As I threw clothes on my body, I heard myself muttering other things, like “You’re super awesome” and “Take care of yourself, good luck!” (With what? Oh my God, Carla, stop talking.) He protested dejectedly – “I haven’t come yet” – and I said, “Oops, sorry, Uber is here, I have to run!” I flew down the stairs of his building and never saw him again.

I was proud of my body for choosing “fly” out of all the options available (and I guess a little bit “fawn” – because again, people like it). I told the story to anyone who would listen, waving it around as evidence of my commitment to democracy, feminism, and humanity. (Holding back his orgasm wasn’t intentional, but it gave me a sadistic little thrill.)

Person wearing a t-shirt with the word "kamala" printed on it

The author is wearing her Kamala Harris “Brat” t-shirt.

Photo courtesy of Carla Sosenko

Of course, the decision to sleep with him (or not sleep with him) depending on how he voted had relatively low stakes for me.

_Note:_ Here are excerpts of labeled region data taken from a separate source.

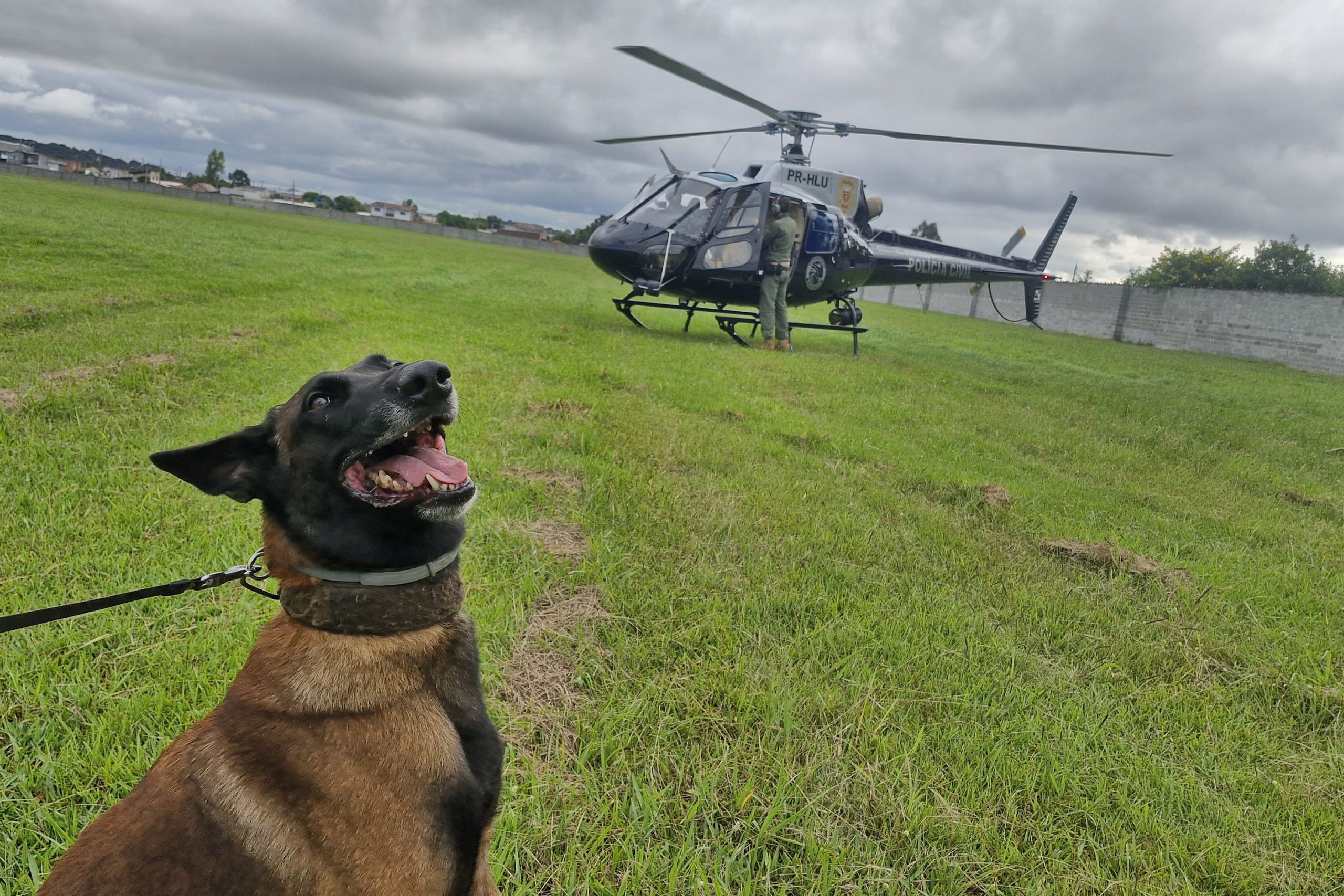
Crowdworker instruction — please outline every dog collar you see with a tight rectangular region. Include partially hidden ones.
[295,548,457,588]
[279,551,463,636]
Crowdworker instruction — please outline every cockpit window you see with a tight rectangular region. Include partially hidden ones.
[802,211,840,255]
[625,178,720,236]
[612,175,672,220]
[715,189,761,236]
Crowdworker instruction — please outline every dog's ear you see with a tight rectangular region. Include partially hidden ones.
[149,420,276,504]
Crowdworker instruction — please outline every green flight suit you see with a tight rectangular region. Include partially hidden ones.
[761,215,799,339]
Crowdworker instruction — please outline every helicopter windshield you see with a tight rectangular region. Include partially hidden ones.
[625,177,722,235]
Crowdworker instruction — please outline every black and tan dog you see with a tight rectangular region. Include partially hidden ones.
[40,355,502,896]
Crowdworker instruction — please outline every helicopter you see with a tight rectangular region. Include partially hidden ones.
[587,46,1171,355]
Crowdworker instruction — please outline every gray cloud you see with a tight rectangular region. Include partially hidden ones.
[0,0,1344,277]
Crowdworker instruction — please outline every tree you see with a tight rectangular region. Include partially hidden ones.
[910,220,942,243]
[551,215,612,246]
[1241,234,1340,293]
[1125,246,1243,289]
[434,211,485,230]
[203,149,225,187]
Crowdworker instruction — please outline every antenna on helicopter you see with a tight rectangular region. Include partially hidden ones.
[658,148,686,176]
[595,47,1171,165]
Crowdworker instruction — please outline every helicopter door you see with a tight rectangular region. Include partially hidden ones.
[695,183,770,274]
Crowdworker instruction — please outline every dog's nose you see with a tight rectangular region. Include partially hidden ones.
[396,361,453,400]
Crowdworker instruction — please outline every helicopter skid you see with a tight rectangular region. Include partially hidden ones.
[612,293,868,356]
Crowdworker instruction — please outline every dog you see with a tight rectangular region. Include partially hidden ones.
[39,355,504,896]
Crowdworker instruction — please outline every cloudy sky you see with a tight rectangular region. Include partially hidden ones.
[0,0,1344,278]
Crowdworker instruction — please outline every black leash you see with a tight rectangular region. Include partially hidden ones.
[0,551,278,634]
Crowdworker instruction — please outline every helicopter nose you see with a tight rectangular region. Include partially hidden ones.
[589,235,640,281]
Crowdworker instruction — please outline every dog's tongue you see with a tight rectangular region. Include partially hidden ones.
[368,447,466,485]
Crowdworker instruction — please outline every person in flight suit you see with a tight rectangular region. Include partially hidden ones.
[761,196,799,352]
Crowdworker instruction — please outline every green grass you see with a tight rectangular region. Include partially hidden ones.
[0,177,1344,894]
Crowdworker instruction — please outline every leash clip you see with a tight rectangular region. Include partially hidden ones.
[191,565,249,591]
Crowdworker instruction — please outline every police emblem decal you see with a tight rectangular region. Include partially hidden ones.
[836,177,859,215]
[802,255,826,289]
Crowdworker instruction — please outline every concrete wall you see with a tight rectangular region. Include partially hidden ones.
[0,163,587,255]
[859,281,1344,376]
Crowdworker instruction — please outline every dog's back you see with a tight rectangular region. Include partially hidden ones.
[40,355,504,896]
[40,615,500,896]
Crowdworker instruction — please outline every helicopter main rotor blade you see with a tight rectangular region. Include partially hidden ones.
[615,47,785,123]
[845,125,1172,159]
[593,125,769,146]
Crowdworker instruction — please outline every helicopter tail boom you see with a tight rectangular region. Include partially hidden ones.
[1031,192,1078,270]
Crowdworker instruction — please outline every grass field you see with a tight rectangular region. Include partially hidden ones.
[0,177,1344,894]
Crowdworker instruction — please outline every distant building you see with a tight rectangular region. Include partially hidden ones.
[0,141,66,171]
[368,203,415,220]
[219,185,273,203]
[496,220,550,240]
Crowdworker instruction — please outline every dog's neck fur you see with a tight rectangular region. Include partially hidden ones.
[262,519,464,636]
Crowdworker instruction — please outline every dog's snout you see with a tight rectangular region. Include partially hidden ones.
[396,361,453,400]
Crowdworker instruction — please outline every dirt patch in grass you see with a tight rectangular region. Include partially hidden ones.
[504,466,583,494]
[41,367,106,385]
[1040,539,1162,575]
[976,485,1012,508]
[523,520,587,560]
[41,352,177,385]
[528,398,593,416]
[1040,539,1193,587]
[500,586,610,715]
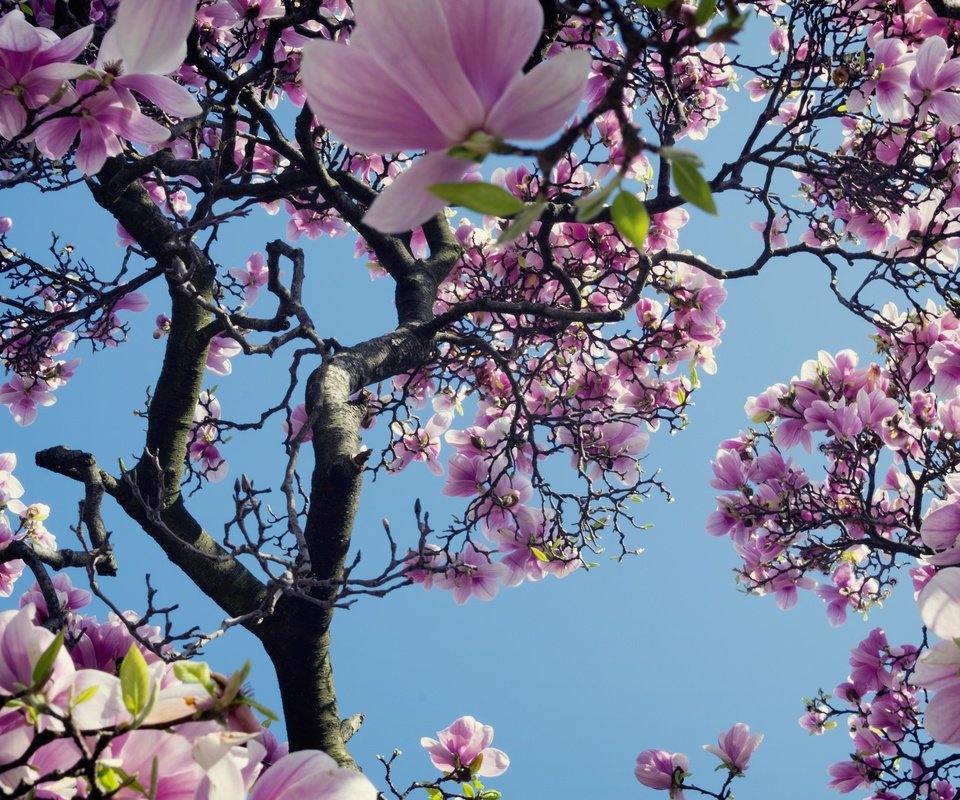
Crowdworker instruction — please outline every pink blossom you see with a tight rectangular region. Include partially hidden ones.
[847,39,913,122]
[910,36,960,125]
[434,542,506,605]
[0,375,57,427]
[207,334,243,375]
[0,8,93,139]
[229,251,270,307]
[917,567,960,639]
[420,716,510,779]
[302,0,590,233]
[633,750,690,800]
[703,722,763,775]
[250,750,377,800]
[95,0,203,118]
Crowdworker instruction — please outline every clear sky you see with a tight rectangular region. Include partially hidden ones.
[0,29,919,800]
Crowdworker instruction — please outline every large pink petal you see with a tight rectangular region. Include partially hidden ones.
[441,0,543,110]
[354,0,486,144]
[923,685,960,747]
[920,502,960,550]
[77,118,111,175]
[363,153,470,233]
[33,117,80,161]
[250,750,377,800]
[930,91,960,125]
[917,567,960,639]
[300,42,457,153]
[0,94,25,141]
[97,0,197,75]
[0,9,43,75]
[34,25,93,66]
[910,36,947,91]
[483,50,590,139]
[116,74,203,119]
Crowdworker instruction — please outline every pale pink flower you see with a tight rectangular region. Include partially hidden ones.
[0,375,57,427]
[703,722,763,775]
[633,750,690,800]
[434,542,507,605]
[910,36,960,125]
[301,0,591,233]
[228,251,270,307]
[0,8,93,139]
[95,0,203,118]
[207,334,243,375]
[847,39,913,122]
[250,750,377,800]
[420,716,510,778]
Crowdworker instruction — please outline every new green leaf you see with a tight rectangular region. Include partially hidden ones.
[671,158,717,214]
[120,644,150,717]
[610,192,650,250]
[430,183,524,217]
[32,631,63,688]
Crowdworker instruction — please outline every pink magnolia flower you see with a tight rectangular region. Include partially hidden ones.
[0,375,57,427]
[847,39,913,122]
[420,716,510,778]
[0,8,93,139]
[910,36,960,125]
[434,542,507,605]
[250,750,377,800]
[633,750,690,800]
[207,334,243,375]
[228,251,270,308]
[703,722,763,775]
[301,0,591,233]
[95,0,203,118]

I’m a light-skinned, cis-female, self-supporting Jewish woman from New York, so unlike many others, this man and his ideals posed little real threat to me. (My Jewishness is something I can hide, even though I don’t I do the opposite and drape myself in a Judaica-style adornment of Mr. Security, in opposition to people who are marginalized and targeted, such as those in the transgender and black communities of Layaway Man’s voting intentions was a true ladyboy killer – but it was my inherent privilege that kept me from needing to know it sooner.

In a post – Jan 6 World, I will not make this mistake again. Like those women on the street with Billy Eichner and Will Ferrell, I can tell you, “No way, ew, (vomit sound) – I wouldn’t have sex with a Trump voter.” And I mean it. Instead, I hope to encounter a man who will give me the feelings in my body that Layaway Man once had, but the feelings in my heart and brain that only a Kamala devotee could feel.

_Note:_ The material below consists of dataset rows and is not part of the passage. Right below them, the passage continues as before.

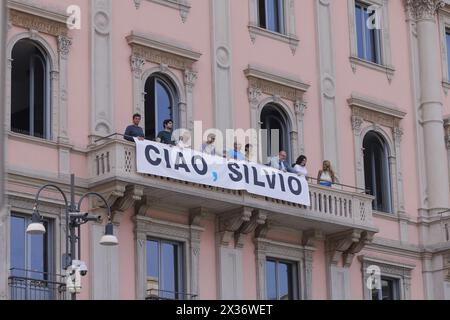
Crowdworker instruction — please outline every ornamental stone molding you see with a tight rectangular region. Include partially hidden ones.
[347,93,407,218]
[126,32,201,70]
[405,0,445,20]
[444,117,450,149]
[133,215,204,300]
[8,2,69,37]
[244,65,310,102]
[326,229,375,268]
[254,238,315,300]
[133,0,191,23]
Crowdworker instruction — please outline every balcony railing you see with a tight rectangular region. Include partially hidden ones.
[89,138,374,229]
[8,269,67,300]
[145,289,198,300]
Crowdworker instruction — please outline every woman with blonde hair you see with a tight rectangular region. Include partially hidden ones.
[317,160,337,187]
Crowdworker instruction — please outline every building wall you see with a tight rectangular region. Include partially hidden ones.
[0,0,450,299]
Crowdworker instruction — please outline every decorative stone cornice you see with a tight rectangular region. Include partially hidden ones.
[326,229,374,267]
[58,35,72,58]
[134,0,191,23]
[9,9,68,37]
[126,32,201,70]
[244,66,310,102]
[347,93,406,130]
[406,0,445,20]
[234,210,267,248]
[219,207,253,247]
[130,54,145,79]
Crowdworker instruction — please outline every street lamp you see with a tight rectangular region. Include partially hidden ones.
[26,174,119,300]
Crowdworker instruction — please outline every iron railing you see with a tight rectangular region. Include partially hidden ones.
[8,268,67,300]
[145,289,198,300]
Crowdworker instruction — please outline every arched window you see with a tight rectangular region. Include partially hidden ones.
[363,131,392,213]
[145,74,179,140]
[261,104,291,163]
[11,39,51,139]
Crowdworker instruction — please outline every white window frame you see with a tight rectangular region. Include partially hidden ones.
[438,9,450,95]
[146,237,186,300]
[347,0,395,83]
[0,192,66,298]
[248,0,300,55]
[133,0,191,23]
[135,215,204,300]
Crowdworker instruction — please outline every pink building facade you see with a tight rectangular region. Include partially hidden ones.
[0,0,450,300]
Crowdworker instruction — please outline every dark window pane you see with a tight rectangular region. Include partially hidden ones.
[355,5,365,59]
[363,132,392,212]
[11,40,50,138]
[266,261,278,300]
[445,30,450,80]
[261,105,290,161]
[155,81,172,132]
[32,55,45,138]
[29,231,47,280]
[11,216,26,277]
[162,243,177,299]
[278,263,292,300]
[147,241,159,278]
[258,0,267,28]
[145,76,178,140]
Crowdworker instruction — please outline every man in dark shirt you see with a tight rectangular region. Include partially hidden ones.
[124,113,145,142]
[156,119,175,146]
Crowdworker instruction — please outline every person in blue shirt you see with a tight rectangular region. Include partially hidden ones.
[124,113,145,142]
[268,151,297,173]
[228,142,245,161]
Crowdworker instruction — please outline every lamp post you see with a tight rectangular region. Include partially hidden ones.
[26,174,119,300]
[438,209,450,241]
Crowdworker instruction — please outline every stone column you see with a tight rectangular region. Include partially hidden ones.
[316,0,340,172]
[184,70,198,131]
[0,1,9,300]
[406,0,449,215]
[90,0,114,142]
[211,0,234,137]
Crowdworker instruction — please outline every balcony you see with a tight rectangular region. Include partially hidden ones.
[8,269,67,300]
[88,138,377,234]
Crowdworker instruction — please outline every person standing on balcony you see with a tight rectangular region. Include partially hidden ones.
[202,133,216,156]
[269,151,297,173]
[124,113,145,142]
[293,155,308,180]
[156,119,175,146]
[228,141,245,161]
[317,160,337,187]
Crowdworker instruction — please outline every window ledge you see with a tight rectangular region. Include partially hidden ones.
[248,25,300,55]
[442,80,450,95]
[372,210,398,221]
[350,56,395,83]
[139,0,191,23]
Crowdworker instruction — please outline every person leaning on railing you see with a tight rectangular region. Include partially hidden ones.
[124,113,145,142]
[317,160,337,187]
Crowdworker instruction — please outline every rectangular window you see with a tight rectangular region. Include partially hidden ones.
[445,29,450,80]
[147,239,187,300]
[266,259,298,300]
[355,2,382,64]
[258,0,285,34]
[9,215,57,300]
[372,277,400,300]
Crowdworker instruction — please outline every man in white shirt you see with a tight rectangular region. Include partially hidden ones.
[269,151,296,173]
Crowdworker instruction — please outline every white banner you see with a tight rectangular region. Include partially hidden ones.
[135,139,310,206]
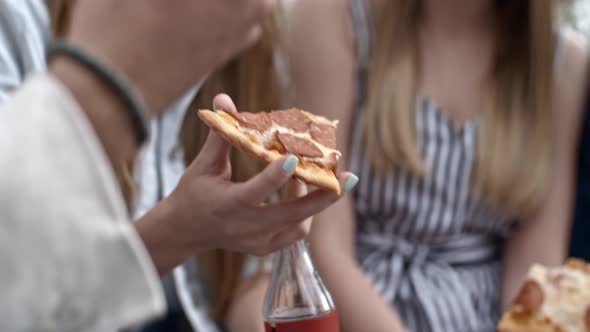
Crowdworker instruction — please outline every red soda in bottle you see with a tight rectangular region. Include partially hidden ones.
[264,241,340,332]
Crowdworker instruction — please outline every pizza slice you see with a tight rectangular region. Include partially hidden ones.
[198,108,341,194]
[498,259,590,332]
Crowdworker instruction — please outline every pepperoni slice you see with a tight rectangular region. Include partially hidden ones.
[270,108,311,133]
[276,133,324,158]
[309,123,336,149]
[514,280,544,313]
[235,112,272,132]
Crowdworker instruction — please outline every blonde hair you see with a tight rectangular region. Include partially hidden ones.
[365,0,556,214]
[50,0,282,321]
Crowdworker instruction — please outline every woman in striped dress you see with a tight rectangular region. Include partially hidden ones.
[289,0,586,332]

Now more than ever, our bodies are a battlefield, and access to my body has always been a privilege that had to be earned. Now I have an even stricter door policy based on doing no harm. If my body is a wonderland that you want to experience, then to even be considered for entry you had better vote to protect all bodies. Otherwise, you may not be allowed to ride. These are the rules.